To understand why this is so, we have only to note the resounding defeat every year in teachers’ union conventions of any move to grade teachers on individual knowledge and teaching competence. The unions have a sure-fire modus operandi: they enlist teachers who can’t pass exams themselves in the subjects they “teach” and who therefore know that without union support they could never hold teaching jobs on their own merits.
Years of experience in New York City and elsewhere prove beyond a shadow of a doubt that church-sponsored schools, particularly Catholic parochial schools, consistently out-perform public schools. And the parochial schools do it while spending only a fraction of the amount per pupil expended in the public schools. This remains true, even when adjusting for claims by the teachers’ unions that parochial schools cherry-pick the better students. No studies bear this out.
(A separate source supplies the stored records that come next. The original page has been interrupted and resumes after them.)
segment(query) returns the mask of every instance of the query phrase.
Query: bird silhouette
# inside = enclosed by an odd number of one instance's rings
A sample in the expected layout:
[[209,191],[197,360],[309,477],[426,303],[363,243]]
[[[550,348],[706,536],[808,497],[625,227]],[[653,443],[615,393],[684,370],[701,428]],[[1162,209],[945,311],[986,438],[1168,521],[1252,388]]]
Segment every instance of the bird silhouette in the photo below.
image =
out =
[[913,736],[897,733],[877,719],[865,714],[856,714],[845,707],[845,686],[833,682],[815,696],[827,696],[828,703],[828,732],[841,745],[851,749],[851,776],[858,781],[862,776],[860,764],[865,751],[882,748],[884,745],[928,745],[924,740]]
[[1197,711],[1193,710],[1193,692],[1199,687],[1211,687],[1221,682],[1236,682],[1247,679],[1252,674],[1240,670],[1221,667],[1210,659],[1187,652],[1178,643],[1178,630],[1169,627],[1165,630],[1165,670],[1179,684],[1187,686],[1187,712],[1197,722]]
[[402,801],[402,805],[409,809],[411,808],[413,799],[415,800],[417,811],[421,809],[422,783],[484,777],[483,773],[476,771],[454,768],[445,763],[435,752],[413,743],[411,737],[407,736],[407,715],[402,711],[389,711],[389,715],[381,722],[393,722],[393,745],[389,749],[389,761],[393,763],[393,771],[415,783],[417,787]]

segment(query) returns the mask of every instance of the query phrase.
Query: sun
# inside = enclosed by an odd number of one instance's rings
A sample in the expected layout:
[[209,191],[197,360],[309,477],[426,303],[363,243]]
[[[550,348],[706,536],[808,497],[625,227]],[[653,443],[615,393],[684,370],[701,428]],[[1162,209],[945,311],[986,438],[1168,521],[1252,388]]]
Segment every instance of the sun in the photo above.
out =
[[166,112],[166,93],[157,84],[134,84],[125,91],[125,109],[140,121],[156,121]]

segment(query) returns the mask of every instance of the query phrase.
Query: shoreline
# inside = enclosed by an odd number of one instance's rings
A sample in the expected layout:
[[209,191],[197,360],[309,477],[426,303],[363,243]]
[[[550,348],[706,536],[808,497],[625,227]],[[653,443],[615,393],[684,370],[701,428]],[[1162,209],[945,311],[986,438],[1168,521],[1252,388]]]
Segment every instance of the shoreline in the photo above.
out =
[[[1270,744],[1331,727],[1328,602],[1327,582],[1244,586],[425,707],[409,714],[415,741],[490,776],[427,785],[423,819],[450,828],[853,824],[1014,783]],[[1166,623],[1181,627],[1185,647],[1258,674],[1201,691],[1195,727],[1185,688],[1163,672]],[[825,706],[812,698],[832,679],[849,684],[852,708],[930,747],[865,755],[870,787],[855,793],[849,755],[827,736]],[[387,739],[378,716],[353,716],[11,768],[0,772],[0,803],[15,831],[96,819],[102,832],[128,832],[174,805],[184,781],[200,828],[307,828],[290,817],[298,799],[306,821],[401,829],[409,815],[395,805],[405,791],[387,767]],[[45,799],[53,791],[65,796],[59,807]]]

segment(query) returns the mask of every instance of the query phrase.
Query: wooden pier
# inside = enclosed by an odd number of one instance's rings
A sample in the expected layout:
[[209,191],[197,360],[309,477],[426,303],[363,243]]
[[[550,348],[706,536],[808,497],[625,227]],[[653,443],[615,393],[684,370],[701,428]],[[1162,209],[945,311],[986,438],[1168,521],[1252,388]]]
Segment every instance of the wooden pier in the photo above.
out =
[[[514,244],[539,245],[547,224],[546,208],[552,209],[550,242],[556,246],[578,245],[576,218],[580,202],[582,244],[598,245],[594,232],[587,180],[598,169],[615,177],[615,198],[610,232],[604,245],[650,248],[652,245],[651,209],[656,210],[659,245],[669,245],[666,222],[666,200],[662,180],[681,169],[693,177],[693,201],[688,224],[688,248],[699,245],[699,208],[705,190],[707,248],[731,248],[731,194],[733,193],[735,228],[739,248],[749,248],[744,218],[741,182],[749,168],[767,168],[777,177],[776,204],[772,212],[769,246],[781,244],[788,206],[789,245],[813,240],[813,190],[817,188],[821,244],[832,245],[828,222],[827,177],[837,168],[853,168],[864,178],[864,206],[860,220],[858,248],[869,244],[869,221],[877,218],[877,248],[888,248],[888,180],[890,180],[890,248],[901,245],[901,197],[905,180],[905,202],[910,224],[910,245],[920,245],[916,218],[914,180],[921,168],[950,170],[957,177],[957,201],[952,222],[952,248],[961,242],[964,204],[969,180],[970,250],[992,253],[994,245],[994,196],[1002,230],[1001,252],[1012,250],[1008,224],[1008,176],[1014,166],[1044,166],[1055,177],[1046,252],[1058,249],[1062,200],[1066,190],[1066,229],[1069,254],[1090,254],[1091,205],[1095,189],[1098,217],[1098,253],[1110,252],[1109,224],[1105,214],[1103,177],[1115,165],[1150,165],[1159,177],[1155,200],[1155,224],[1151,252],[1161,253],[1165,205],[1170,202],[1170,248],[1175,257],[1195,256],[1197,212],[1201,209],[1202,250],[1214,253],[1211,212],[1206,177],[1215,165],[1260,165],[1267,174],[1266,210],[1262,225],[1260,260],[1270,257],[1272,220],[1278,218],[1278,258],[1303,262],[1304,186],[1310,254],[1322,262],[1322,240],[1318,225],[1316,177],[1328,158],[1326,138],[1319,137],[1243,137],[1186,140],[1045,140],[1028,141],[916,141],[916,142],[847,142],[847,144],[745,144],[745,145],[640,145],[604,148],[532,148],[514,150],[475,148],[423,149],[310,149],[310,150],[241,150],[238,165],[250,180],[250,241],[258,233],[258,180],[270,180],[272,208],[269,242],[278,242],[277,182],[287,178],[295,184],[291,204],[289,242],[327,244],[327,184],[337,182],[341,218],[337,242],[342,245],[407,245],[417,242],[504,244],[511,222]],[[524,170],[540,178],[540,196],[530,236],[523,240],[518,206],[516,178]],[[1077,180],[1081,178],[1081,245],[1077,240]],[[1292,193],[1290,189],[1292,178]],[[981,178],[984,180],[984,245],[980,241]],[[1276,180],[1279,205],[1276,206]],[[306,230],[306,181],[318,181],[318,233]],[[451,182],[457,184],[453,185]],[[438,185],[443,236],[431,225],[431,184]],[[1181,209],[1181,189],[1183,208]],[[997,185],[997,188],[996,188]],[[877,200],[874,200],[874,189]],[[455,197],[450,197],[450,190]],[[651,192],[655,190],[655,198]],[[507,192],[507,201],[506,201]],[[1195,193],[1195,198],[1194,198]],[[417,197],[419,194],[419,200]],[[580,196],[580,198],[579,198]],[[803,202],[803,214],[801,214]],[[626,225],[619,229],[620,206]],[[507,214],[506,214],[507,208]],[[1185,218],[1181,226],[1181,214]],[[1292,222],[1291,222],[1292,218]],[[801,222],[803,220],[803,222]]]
Parochial schools, in fact, tend to take the poorer-performing inner-city pupils, whose rate of improvement in educational performance nonetheless outstrips the results in public schools.
Moreover, even the recent teachers’ unions study, again trumpeted by the New York Times (motto: We don’t question socialist propaganda; we just print it), declaring that charter schools do worse than public schools is belied by statistics presented in the very charts that the Times includes in its article. Either Times reporters don’t understand numbers, or they, like Bill Clinton, aren’t sure of the meaning of “is.” The teachers’ unions own statistics show that voucher schools get a disproportionate number of the poorest students. Yet those students’ performance improvement outdistances that of the public school students.